Hi R. Dixon,
If you have an image where the dynamic range is wider than what the JPEG format can support, then there is the potential for loss. JPEG is a compression algorithm - well several of them - applied to image-information to save on file-sizes.
Not all pictures necessarily exceeds the JPEG format and for many of those who do, it;s not visible to the naked eye and certainly not even visible on a computer monitor.
RAW files gives you somewhat more leeway to push post-processing further without getting an overprocessed look. For example: shadow detail in a high-contrast exposure can be lightened and more detail be pulled out of the shadows than a JPEG - most of the time. But it's not exactly HDR-technique either, so don't expect miracles.

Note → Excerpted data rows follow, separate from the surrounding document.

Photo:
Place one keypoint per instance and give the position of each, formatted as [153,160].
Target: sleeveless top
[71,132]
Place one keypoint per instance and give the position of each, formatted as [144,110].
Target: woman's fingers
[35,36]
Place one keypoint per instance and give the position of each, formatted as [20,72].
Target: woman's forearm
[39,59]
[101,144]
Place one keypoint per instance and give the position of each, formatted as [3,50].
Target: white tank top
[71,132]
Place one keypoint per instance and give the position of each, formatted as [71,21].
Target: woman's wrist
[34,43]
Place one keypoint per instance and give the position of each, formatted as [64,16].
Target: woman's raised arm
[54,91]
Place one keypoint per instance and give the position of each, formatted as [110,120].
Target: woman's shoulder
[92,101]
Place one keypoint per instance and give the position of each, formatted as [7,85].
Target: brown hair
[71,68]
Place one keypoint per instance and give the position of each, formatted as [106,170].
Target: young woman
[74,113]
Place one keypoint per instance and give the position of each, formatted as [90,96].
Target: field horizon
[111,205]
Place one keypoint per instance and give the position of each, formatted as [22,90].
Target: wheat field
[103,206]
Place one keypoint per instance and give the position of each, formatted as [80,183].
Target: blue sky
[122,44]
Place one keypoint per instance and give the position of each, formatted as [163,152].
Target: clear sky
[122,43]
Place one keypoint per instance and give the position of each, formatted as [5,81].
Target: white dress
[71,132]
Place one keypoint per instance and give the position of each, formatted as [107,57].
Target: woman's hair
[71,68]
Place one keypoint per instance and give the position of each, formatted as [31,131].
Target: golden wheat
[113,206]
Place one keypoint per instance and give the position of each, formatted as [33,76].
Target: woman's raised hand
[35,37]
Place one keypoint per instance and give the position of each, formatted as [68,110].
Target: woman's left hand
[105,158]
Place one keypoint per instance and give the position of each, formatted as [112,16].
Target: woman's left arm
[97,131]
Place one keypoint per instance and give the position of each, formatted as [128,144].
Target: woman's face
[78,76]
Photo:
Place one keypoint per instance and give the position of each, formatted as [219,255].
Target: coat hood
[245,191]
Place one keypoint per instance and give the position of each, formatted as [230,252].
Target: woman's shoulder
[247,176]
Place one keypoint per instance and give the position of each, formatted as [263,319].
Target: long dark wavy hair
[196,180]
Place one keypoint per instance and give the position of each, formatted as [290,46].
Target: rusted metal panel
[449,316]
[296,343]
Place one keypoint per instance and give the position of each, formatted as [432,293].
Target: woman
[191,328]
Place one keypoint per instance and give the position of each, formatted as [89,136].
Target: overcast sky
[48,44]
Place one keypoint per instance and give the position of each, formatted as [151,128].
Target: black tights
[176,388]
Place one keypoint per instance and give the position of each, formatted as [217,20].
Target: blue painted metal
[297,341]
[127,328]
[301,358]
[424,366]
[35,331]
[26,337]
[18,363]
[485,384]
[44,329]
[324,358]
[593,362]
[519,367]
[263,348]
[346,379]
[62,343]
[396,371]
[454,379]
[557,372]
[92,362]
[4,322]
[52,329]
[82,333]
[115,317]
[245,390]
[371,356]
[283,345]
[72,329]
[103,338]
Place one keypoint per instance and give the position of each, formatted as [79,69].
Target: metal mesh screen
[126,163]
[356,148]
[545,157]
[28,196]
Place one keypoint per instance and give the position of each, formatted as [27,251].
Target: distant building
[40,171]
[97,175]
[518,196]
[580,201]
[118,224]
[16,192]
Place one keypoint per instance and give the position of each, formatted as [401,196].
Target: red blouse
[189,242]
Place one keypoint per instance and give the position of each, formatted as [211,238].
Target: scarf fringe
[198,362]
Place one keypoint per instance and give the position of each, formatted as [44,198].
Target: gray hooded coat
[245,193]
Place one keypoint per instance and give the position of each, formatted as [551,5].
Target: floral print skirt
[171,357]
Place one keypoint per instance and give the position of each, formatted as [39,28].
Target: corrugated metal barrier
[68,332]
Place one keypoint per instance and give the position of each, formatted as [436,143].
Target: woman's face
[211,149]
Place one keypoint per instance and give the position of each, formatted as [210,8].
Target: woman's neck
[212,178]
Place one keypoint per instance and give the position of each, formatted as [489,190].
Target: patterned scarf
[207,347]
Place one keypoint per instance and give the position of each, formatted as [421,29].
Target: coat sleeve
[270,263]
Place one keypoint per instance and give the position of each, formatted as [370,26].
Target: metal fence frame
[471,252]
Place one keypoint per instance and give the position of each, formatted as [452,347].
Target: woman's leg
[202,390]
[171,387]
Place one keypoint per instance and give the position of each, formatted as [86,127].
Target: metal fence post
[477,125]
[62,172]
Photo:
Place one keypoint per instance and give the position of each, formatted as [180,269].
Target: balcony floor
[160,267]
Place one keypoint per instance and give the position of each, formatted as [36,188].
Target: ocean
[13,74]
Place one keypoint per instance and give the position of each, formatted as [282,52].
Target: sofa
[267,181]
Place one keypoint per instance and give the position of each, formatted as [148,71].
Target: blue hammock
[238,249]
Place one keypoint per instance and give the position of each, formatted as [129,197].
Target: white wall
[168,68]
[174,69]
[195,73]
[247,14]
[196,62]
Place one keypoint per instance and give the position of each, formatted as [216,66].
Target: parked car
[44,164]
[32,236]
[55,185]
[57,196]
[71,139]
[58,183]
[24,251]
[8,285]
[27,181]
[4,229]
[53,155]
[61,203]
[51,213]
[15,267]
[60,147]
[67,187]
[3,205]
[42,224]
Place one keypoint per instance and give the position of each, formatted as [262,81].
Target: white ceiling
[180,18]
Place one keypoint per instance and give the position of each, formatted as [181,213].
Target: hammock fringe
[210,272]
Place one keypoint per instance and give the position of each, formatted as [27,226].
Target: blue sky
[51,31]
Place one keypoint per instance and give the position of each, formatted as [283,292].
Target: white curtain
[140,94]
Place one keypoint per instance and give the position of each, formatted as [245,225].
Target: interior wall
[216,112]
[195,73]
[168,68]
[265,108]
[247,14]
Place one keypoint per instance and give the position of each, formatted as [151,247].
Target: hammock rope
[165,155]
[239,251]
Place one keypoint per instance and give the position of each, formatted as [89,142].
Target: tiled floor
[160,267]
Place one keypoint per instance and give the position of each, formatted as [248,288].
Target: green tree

Finally, gradations can sometimes be handled more elegantly with a RAW file. It depends a lot on what else is in the picture - JPEG may cover it, but it may not.
Ultimately you should make this decision for yourself. My suggestion is that for everyday shooting just stick with JPEG - good pictures are good pictures and they look fabulous in 18X12 inch prints. Don't worry - you do not need to have that feeling when you have taken a great shot that you really like - but in JPEG - that "OH DRATS! now it's gonna suck on a big print because I didn't use RAW".
Experiement. If you go out in the "golden hours" of the day with your tripod and shoot some killer sunsets, foliage, mountain and water shots - try it with RAW. Just a few to begin with. Then process them with RAW software and see if there is a significant difference to your eyes - but don't expect a "HEUREKA" experience looking at your monitor (unless you got some 30 inch Lacie OLED beast for $5.000 dollars..lol). And see where it gets you.
RAW files are large and RAW processing is an extra step in the work flow.
Not that it has any bearing on what's right for you, but I only shoot JPEG.